It’s finally Saturday. I slept poorly last night because I had trouble turning off my mind. There was a lot of stress that built up yesterday as poor results from the different medical tests from the week came in. I spent a large portion of the day tracking down the results and then trying to get in touch with the ordering physicians to discuss the findings and their implications. This public forum isn’t an appropriate space for me to enumerate the specifics from each test, but rather provide a general overall description, which is that none of the diagnostics were as “normal” as we expected or hoped, depending on the particular test. It was disappointing to feel like my body wasn’t as healthy as even I (who lives in pain and with symptoms of illness) expected. With that said, I’m trying to keep the results in perspective and understand that most tests were just a partial snapshot of my anatomy and/or physiological function at the moment in time they were captured. The laboratory values can fluctuate and hopefully on a better direction (certain tests will be re-run next week to compare the numbers). The CAT scan and MRI will not be repeated for now because they aren’t as rapidly changeable as serum tests.

Although the results that came were all less favorable than I was hoping, some are still pending and some of those that were reported as finalized have yet to be interpreted in terms of their meaning.

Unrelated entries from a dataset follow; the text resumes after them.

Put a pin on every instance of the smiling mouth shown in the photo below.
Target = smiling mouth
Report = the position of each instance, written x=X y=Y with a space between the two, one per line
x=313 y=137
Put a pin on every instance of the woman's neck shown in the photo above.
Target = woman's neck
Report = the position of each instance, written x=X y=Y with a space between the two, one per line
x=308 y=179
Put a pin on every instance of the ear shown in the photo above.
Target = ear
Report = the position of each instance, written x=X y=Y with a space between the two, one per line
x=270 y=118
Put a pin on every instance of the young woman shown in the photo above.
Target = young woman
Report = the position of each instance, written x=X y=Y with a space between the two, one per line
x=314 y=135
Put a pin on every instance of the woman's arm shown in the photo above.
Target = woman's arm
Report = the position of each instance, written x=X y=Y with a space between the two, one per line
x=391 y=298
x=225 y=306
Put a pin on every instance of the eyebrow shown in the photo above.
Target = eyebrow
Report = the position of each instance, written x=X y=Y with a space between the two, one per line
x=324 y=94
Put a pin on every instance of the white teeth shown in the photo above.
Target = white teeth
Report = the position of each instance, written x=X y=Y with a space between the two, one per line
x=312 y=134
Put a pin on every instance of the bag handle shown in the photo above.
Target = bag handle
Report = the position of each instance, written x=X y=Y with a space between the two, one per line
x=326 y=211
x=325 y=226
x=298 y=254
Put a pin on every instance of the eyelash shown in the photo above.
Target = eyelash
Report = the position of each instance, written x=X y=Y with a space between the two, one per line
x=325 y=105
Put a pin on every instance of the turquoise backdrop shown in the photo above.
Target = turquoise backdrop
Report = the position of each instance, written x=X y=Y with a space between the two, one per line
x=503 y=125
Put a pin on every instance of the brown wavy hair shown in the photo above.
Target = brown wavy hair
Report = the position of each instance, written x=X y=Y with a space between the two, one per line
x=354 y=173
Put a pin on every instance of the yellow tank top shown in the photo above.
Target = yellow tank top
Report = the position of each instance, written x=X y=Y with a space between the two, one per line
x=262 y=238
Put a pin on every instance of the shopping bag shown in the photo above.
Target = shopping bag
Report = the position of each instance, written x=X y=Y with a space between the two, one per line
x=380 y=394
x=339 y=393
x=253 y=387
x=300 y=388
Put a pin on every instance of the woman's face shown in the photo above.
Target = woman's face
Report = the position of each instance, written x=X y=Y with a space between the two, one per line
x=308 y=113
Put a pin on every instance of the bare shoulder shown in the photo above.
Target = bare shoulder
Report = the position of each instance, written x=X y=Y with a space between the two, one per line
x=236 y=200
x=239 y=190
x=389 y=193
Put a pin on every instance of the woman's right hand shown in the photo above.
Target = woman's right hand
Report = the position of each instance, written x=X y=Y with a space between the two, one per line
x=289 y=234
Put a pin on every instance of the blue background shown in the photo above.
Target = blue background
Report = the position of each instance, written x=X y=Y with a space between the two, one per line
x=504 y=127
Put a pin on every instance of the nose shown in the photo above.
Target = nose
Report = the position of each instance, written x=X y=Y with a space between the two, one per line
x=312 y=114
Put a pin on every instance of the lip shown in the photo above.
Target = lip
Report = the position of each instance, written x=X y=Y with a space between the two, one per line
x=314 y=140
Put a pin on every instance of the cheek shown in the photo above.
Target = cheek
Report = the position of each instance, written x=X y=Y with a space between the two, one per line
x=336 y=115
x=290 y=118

Reading lab values is usually quite straightforward because the test name is clear so it can be searched online for its function, and then the patient’s value is reported in a column alongside the reference range, which is the range of normal healthy values. Those tests that yield a result outside of this range are clearly flagged, so the reader can investigate the meaning of their abnormal result and potential causes while waiting for the doctor’s explanation (though the common adage that Googling one’s health symptoms is ill-advised is especially true for people prone to anxiety).

I was pleasantly surprised with how unemotional I got about most of the disappointing results, save for my MRI scan. My medical anxiety has escalated since my attack and I often catastrophize symptoms of potentially bad conditions or the ramifications of poor results. I’ve gotten so accustomed to my health-related fretting that I expected terrible anxiety yesterday while home alone learning of all of these poor results as much as I would expect it to be cold outside on a snowy day, an absolute given. Instead, I handled all of the information with maturity and composure, a rational head on my shoulders rather than a scared silly one or one buried in the sand pretending no problems existed. I persistently tracked down doctors all day and made an organized plan to address each issue. None of this was easy, but I’m impressed with my emotional control and resolve to follow through with the ordering providers as well as the other pertinent doctors on my medical team.

In many ways, I operated in a fairly objective, emotionally-removed way all day, a tasked robot programmed to work. At night, when I finally lay down to sleep, my true feelings and reactions to the findings of the day started to seep out of the corners of my mind to which I had confined them and infiltrate my consciousness. The more I tried to relax for sleep, the more active my brain became with worries and sadness over the results and their meanings. I did my best to call upon my now well-practiced mindfulness techniques to quiet my mind and calm my body. Eventually, I fell asleep but it was a tenuous one and I kept waking with pain and then would struggle to exterminate the new swell of anxiety. I spent much of the night lying there trying to take slow deliberate breaths and reassure my worried mind that all would be okay.

Today will be a better day if for no other reason than it’s Saturday and I’m blessed with the company of my love. It’ll be nice to feel his support in a direct, tangible way. Palling around together is an enjoyable distraction from my unproductive concerns. However, we also do talk about the important things that need to be discussed to ensure we are on the same page, feel supported, and can best collaborate as a team to handle everything thrown at us.